Explotación agrícola en la Cuenca del Segura.

Ambas organizaciones han presentado un documento de alegaciones al Esquema provisional de Temas Importantes.

Piden a la CHS una ambición ambiental suficiente que permita el cumplimiento de los objetivos ambientales de la DMA, garantizar la sostenibilidad  y bienestar humano a largo plazo, y restaurar los ecosistemas acuáticos.

La Asociación de Naturalistas del Sureste (ANSE) y el Fondo Mundial por la Naturaleza (WWF España) han remitido un amplio documento de alegaciones al Esquema provisional de Temas Importantes correspondiente a la próxima revisión del Plan hidrológico de cuenca para el periodo 2021-2027. Ambas organizaciones han señalado la necesidad de avanzar hacia unos objetivos ambientales ambiciosos, pues la propia Comisión Europea considera adecuado el actual marco legal y apunta a la lenta implementación y la financiación insuficiente como el origen del fracaso de los anteriores planes.

Nuevos temas para aumentar la eficacia y la ambición ambiental del Plan

En este sentido, hemos reclamado que se incluyan 4 nuevos temas en el ETI que permitan aumentar la eficacia y la ambición ambiental del futuro Plan. En primer lugar, deben incluirse las causas del fracaso de los planes anteriores. En segundo lugar deben considerarse como temas independientes la gestión de las Especies Exóticas Invasoras (no sólo por sus efectos negativos en los ecosistemas sino también por sus devastadores impactos sobre aprovechamientos económicos como el regadío), la recuperación de la conectividad fluvial (se  trata de una de las cuencas más reguladas de España) y las necesidades de los espacios  Red Natura 2000 respecto a la gestión de las aguas.
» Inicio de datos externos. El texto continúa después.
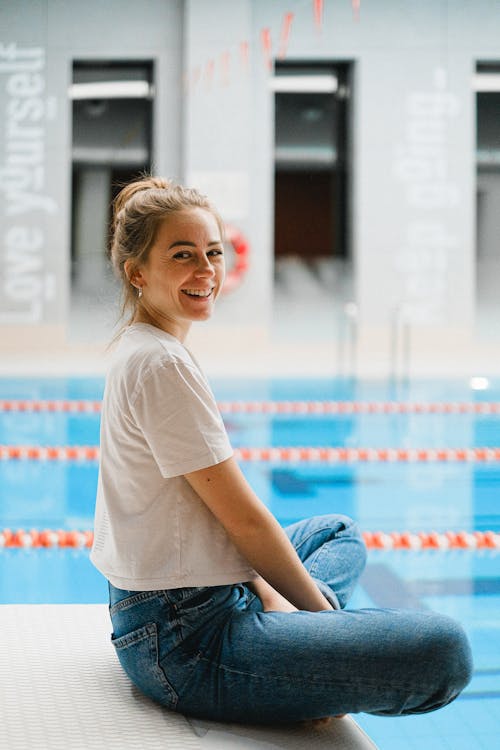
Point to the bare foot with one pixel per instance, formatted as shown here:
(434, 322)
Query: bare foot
(323, 722)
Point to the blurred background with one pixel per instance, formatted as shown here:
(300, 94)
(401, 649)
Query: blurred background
(353, 147)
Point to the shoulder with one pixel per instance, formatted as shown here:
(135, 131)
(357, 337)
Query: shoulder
(144, 354)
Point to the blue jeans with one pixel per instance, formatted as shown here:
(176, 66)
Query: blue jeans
(212, 652)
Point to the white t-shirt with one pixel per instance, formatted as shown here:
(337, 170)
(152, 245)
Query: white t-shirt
(159, 422)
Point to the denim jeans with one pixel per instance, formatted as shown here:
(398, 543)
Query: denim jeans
(212, 652)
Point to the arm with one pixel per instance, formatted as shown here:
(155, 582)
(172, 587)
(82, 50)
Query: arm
(256, 533)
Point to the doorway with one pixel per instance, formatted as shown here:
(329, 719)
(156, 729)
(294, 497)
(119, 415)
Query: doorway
(487, 86)
(112, 114)
(312, 168)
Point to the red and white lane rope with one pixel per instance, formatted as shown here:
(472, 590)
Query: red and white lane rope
(50, 406)
(374, 540)
(280, 407)
(325, 455)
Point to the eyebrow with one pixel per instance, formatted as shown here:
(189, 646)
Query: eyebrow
(183, 243)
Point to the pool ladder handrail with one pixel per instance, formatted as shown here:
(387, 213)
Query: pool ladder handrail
(347, 342)
(400, 344)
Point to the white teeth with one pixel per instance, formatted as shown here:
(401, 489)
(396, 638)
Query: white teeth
(198, 292)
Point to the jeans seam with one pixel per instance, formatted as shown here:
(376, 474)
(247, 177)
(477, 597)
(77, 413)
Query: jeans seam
(329, 527)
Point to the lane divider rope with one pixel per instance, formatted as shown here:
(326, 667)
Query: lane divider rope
(374, 540)
(278, 407)
(326, 455)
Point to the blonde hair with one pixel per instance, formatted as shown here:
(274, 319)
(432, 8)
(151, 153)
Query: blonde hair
(138, 210)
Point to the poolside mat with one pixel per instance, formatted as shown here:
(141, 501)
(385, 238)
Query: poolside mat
(62, 688)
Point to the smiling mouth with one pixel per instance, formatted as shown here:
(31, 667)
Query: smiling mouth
(198, 293)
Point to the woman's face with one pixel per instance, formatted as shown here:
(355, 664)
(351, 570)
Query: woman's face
(184, 272)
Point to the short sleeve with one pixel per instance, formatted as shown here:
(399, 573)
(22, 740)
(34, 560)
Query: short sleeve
(178, 416)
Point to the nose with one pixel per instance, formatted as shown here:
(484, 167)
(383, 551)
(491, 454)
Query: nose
(204, 267)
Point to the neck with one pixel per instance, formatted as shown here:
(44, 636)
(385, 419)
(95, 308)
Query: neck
(174, 328)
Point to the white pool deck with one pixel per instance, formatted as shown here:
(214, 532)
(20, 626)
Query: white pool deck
(62, 688)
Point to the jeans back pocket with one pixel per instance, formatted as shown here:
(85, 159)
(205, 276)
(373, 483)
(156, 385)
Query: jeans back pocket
(138, 654)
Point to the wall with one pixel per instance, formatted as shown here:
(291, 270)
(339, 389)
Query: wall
(413, 147)
(39, 41)
(413, 140)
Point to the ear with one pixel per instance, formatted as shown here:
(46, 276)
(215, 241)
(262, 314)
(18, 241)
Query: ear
(133, 273)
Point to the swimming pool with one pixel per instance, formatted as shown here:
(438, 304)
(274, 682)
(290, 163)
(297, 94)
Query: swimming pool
(409, 461)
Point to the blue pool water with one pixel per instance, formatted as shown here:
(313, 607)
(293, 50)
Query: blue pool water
(414, 497)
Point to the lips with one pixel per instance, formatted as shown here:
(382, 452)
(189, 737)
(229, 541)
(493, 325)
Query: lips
(198, 293)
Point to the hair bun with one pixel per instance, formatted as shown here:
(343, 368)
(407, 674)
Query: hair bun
(148, 182)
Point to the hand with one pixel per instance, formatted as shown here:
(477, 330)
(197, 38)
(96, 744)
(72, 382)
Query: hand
(272, 601)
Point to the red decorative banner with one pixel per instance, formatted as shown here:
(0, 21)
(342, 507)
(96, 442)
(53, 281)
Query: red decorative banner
(244, 54)
(318, 13)
(209, 72)
(265, 38)
(225, 61)
(285, 35)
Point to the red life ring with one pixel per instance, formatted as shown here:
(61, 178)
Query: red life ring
(240, 247)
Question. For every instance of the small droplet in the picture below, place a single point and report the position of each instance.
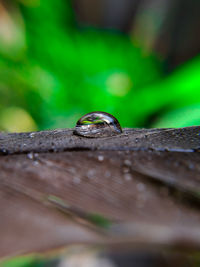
(91, 173)
(76, 180)
(140, 187)
(127, 162)
(30, 155)
(31, 135)
(127, 177)
(100, 158)
(97, 124)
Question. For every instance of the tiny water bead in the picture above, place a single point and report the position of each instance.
(97, 124)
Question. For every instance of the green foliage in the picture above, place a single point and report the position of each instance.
(60, 71)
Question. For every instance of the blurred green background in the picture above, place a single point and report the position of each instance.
(60, 59)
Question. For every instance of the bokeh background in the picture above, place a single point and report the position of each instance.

Medidas adecuadas para abordar la delicada situación de las masas de agua en un contexto de cambio climático

El cuerpo central del EpTI tiene una relación directa con la amplia extensión del regadío en la cuenca del Segura; la sobreexplotación de recursos hídricos (superficiales o subterráneos) y la contaminación difusa de origen agrario son dos caras de la misma moneda. La única solución posible pasa de manera ineludible por reducir la insostenible superficie del regadío actual, desmantelando el regadío ilegal y procediendo al redimensionamiento y reconversión del regadío legal (con la participación de las CCAA afectadas) en previsión de un futuro escenario de cambio climático. Así mismo, debe quedar imposibilitada la regularización de nuevos regadíos abastecidos por desaladadoras o posibles futuras amnistías. En este sentido, la cuenca del Mar Menor constituye un caso paradigmático del desenlace que puede alcanzar la huida hacia adelante que se ha venido produciendo en las últimas décadas.

En relación al Mar Menor, las organizaciones se han reafirmado en las propuestas realizadas en otros foros y apuestan por una adecuada planificación y ordenación, así como por la adopción de soluciones basadas en la naturaleza, incluyendo una gestión centralizada y el uso ambiental de aguas (generación de humedales) que en su caso fuera necesario extraer.

Así mismo, ambas organizaciones consideran necesario establecer caudales ecológicos que tengan en consideración el funcionamiento de los sistemas riparios y las necesidades de las especies que cobijan, la recuperación de los costes ambientales de los todos usos del agua, así como un mayor control sobre las extracciones y las superficies de riego estableciendo una correspondencia inequívoca entre Unidades de Demanda Agraria y los aprovechamientos inscritos.

Por todo lo anterior, ANSE y WWF apremian a la CHS a que adopte medidas eficaces requeridas por el marco normativo europeo como acciones para garantizar el bienestar de los ciudadanos, la sostenibilidad de las actividades económicas y la adecuada conservación de los ríos, humedales y acuíferos, en el escenario de Cambio Climático que ya padecemos.